RavenDB also uses a zero-cost failover mode. A switch in the active node is not a major event for us and will routinely happen during normal operations. Both clients and servers in RavenDB has their own well-defined role in handling and recovering from failures. The clients will receive the failover behavior from the cluster on first connection and the servers will ensure that it is kept up to date as things change.
A node failure will be managed by the cluster, while the clients will simply switch to the next node in the queue. It isn’t uncommon to see different clients who has different network behaviors select different nodes in the same cluster at the same time to operate with.
Unlike most databases, RavenDB is capable to work in a multi-master topology. Any node in the cluster is able to accept reads and writes. This ensures maximum survivability for the system in the presence of failures, be their full or partial.
RavenDB also adjust to load on the fly. RavenDB is able to reduce background operations and even halt them completely in order to handle increases in load. The server can prioritize answering queries and processing transactions over other responsibilities. A sudden spike of load on the system will cause RavenDB to automatically shed some of the load that can be delayed for later, in order to ensure liveliness of the entire system.
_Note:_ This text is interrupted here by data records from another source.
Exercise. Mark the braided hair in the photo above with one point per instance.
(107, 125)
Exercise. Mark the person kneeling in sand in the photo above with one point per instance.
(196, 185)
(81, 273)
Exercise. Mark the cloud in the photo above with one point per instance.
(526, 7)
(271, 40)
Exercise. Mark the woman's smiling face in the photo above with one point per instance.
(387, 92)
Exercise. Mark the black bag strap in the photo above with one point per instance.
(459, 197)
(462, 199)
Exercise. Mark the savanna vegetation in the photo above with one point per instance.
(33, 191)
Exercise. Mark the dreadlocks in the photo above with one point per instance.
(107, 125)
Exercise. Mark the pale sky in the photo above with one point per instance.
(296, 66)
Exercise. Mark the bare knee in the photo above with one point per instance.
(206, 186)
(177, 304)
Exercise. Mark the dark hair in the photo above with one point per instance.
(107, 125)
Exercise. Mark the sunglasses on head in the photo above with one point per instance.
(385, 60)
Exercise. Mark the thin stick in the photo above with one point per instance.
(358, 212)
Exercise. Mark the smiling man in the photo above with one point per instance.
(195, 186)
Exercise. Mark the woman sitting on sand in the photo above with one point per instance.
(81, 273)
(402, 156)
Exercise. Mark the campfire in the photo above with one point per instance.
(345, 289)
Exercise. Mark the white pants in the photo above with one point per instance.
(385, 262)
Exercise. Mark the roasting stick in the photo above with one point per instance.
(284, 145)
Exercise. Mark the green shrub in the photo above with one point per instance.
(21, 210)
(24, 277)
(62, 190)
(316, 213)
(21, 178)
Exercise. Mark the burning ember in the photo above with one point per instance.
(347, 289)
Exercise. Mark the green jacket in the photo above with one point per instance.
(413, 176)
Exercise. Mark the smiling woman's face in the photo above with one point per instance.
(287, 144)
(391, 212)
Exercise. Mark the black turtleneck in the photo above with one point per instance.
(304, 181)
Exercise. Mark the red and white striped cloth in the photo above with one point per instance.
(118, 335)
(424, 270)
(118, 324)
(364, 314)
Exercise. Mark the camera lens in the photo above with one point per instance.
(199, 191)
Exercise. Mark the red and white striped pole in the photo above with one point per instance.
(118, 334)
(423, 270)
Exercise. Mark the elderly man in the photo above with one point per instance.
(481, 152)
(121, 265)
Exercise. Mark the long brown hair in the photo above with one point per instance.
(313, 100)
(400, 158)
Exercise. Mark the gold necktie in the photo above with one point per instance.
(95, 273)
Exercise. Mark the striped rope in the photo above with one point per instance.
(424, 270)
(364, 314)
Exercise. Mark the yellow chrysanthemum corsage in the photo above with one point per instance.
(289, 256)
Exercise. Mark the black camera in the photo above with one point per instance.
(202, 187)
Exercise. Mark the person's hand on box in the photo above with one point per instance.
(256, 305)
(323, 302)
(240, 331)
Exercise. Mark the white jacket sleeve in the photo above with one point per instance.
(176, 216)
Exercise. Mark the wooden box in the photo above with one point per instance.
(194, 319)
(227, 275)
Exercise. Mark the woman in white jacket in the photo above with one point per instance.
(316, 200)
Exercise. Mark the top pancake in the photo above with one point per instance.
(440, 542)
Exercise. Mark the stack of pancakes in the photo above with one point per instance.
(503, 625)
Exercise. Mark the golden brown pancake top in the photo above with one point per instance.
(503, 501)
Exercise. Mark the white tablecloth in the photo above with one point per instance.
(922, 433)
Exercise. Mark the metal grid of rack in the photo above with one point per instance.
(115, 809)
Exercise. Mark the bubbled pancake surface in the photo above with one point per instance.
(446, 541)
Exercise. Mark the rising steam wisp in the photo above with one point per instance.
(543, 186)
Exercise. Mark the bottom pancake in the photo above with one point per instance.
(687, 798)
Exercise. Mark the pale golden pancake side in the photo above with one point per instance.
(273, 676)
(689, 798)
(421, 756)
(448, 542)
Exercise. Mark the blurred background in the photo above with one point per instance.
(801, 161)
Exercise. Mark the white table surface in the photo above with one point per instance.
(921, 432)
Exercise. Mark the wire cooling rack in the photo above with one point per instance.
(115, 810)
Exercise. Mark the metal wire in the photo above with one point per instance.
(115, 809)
RavenDB’s frequent use on the edge means that it is often running on older hardware. Be it an old PC in a closet somewhere or a Raspberry Pi that was drafted to be a server. This is a much harsher environment than a professionally run data center.
For one of our customers, the only staff at hand to handle any problems is a teenager earning minimum wage. The most complex IT operation that you can expect is “did you turn it off and on again”? The expectation is that the database will continue to work seamlessly and transparently, under all loads and conditions.
We work hard to ensure that regardless of the failure mode that you run into, RavenDB will automatically adjust and overcome. Sometimes that is done with sophisticated algorithms, situational awareness, and fancy behavior. Sometimes this is the result of the school of hard knocks.
All of this is so when you put RavenDB inside a properly run datacenter… things can really fly. If something bad were to happen, we know how to deal with it.